Sim, de fato a vida é uma coletânea de acontecimentos bons e ruins. Se a
tendência for de eternizar os acontecimentos ruins ou mesmo os bons que
aconteceram no passado, corremos o risco de estar vivendo defeituosamente
o presente e produzindo um futuro sem grandes mudanças e expectativas de
crescimento. Se eu desejo mais a memória da tragédia do que a
possibilidade da superação, para atrair a comoção do mundo, não há chance
para um caráter resiliente, nesse caso.
Podemos, enfim,
dizer que resiliência é um fenômeno dinâmico
que pode ser desenvolvido e implica numa relação afetiva, social e cultural do
homem com o mundo. É também uma
construção que continuamente se dá
através do aprendizado formal e informal durante toda a vida do sujeito. Você
pode ser Resiliente no desempenho da Missão!
(...)
A resiliência é a arte de navegar nas torrentes.

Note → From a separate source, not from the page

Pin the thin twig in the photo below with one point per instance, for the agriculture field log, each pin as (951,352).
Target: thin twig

Um trauma empurrou um sujeito em uma direção que ele gostaria de não
tomar. Mas,
uma vez que caiu numa correnteza que o faz rolar e o carrega para uma cascata
de ferimentos,
o resiliente deve apelar aos recursos internos impregnados em sua
memória,
deve brigar para não se deixar
arrastar pela inclinação natural dos traumatismos que o fazem navegar aos trambolhões,
de golpe em golpe, até o momento em que uma mão estendida lhe ofereça um
recurso externo,
uma relação afetiva, (...) que lhe permita a superação.
(Cyrulnik, 2004,p. 207)
Bibliografia Consultada:
Cyrulnik, B. Os patinhos feios.
São Paulo: Martins Fontes, 2004.
O`Donnell, Kelly. Cuidado Integral do Missionário:
Perspectivas e práticas ao redor do mundo. Londrina: Descoberta, 2004.
O´Donnell, Kelly and
Prins, Marina. Global Member Care
Resources (MemCa): Member Care Flows – Africa. Nairobi, Kenya: Mission Comission, World
Evangelical Alliance, 2006.
SEQUEIRA,
Vânia Conselheiro. Resiliência e abrigos.

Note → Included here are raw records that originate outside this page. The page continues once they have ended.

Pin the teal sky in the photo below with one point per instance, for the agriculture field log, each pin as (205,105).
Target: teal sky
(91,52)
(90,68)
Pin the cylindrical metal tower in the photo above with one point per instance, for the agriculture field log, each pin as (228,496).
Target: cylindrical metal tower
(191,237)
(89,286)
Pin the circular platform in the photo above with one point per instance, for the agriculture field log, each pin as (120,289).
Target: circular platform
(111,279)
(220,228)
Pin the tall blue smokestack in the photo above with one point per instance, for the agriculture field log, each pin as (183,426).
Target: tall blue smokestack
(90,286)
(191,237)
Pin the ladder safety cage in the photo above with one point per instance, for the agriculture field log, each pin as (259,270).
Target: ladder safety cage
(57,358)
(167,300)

Bol. - Acad. Paul. Psicologia, São Paulo, v. 29, n. 1, jun. 2009.
YUNES, Maria
Ângela Mattar. Psicologia Positiva e Resiliência: O foco no indivíduo e
na família. Psicologia em Estudo, Maringá, v. 8, num. esp., p. 75-84, 2003
WALSH, F. Strengthening family resilience.
New York; London: The Guilford Press, 1998.